Origine des pénuries

L'origine des pénuries sont les déséquilibres apparus sur les marchés des biens à la suite de la pandémie de la covid-19. Les pénuries d'énergie sont la conséquence d'origine géopolitique et de la guerre ukrainienne. De nombreux produits commencent à se faire rares sous l'effet de multiples facteurs : la covid-19 qui a créé une pénurie de travailleurs et qui a réduit la capacité de production dans le monde, des distorsions de la demande dues aux changements de comportement d'achat des citoyens et le fait que les systèmes de fabrication et de logistique fonctionnaient à leur capacité maximale. L'inflation actuelle en est le résultat.

Allons-nous vers une hyperinflation ?

L'hyperinflation peut être créée par l'injection massive de liquidités par la Banque centrale européenne BCE. La véritable origine est le "quoi qu'il en coûte", le plan de relance européen et le programme d'achat d'urgence des dettes des États par la BCE face à la pandémie (PEPP). Cette création massive de monnaie conduit à un affaiblissement de celle-ci.

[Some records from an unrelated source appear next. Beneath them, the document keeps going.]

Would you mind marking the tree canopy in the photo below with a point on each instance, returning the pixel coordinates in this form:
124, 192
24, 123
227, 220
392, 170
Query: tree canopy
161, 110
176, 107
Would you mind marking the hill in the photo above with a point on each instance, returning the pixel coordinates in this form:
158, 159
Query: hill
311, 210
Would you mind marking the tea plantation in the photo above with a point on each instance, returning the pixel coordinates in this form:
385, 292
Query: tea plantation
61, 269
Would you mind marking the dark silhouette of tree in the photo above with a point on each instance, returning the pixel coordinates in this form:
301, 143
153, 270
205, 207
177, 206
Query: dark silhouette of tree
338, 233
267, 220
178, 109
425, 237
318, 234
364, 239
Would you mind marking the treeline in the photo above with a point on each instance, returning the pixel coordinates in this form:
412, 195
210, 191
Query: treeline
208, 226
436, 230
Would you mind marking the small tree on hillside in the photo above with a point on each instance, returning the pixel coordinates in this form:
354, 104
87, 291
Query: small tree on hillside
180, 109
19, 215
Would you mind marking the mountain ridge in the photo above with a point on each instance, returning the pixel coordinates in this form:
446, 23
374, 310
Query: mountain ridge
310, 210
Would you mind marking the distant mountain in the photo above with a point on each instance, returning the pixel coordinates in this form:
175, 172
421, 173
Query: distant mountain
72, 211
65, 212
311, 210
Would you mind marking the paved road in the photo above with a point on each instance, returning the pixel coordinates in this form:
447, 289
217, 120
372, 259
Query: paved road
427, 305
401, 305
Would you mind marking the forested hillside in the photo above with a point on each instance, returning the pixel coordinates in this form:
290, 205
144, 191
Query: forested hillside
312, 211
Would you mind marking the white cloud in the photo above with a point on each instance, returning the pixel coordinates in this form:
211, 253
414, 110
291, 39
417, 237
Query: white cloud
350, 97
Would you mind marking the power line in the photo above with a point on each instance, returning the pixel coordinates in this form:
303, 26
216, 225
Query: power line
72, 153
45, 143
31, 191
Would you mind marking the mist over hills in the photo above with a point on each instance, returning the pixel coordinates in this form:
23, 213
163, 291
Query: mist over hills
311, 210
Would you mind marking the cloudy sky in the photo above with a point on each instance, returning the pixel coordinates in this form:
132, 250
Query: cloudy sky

Dans un marché financier énergique, les prix du marché indiquent la valeur réelle d'un actif. Avec beaucoup de liquidités cette valeur n'est plus en accord avec la vie économique réelle. Les épargnants se jettent sur des actifs plus risqués tels que la cryptomonnaie ou les obligations "pourries". Avec l'arrivé de plusieurs indices d'augmentation de l'inflation et de récession, les agents économiques ont alors tendance à fuir devant la monnaie, ici l'euro. Il y a moins de confiance et un recours à des devises ou des valeurs fortes et stables tel que le dollar américain. On se retrouve avec un euro affaibli pour régler les importations en dollars. Il y a une augmentation progressive du niveau général de prix et du coût de la vie et conduit à une inflation supplémentaire.

Les causes d'un euro faible

Cela fait vingt ans que l'euro s'est négocié pour la dernière fois en dessous d'un dollar américain. Il y a plusieurs raisons à cela, la plus récente est la crainte que l'Europe ne soit confrontée à une crise énergétique cet hiver. Si cela arrive, il y a un risque accru de récession dans la zone euro. Mais la faiblesse du dollar est due aussi à l'amplification de la valeur du dollar. Les investisseurs affluent vers la devise américaine en période d'incertitude : guerre en Europe, inflation, mesures de restriction en Chine. Les facteurs économiques poussent à la hausse du dollar, les États-Unis sont plus avancés sur la voie de la reprise économique. La Banque centrale américaine ne fait pas de politique, elle a été plus rapide dans son choix d'augmentation des taux d'intérêts pour lutter contre l'inflation.

Recourir aux impôts ou au crédit ?

la durée de l'inflation et du conflit ukrainien exige du gouvernement qu'il soit capable de financer un effort de guerre et des "aides inflation". Il peut recourir en temps normal aux impôts ou aux emprunts.

Dans le premier cas il faut obtenir le consentement à l'impôt dans une période qui selon Eurostat, à titre indicatif, le taux des prélèvements obligatoires en France en 2019 représentait 47,4% du PIB, soit un niveau supérieur de 5,8 points à celui de la moyenne de la zone euro. Selon le ministre de l'Économie, invité le 8 juillet 2022 à franceinfo : "non seulement, il n'y aura pas d'augmentation d'impôts, mais que nous continuerons de baisser les impôts".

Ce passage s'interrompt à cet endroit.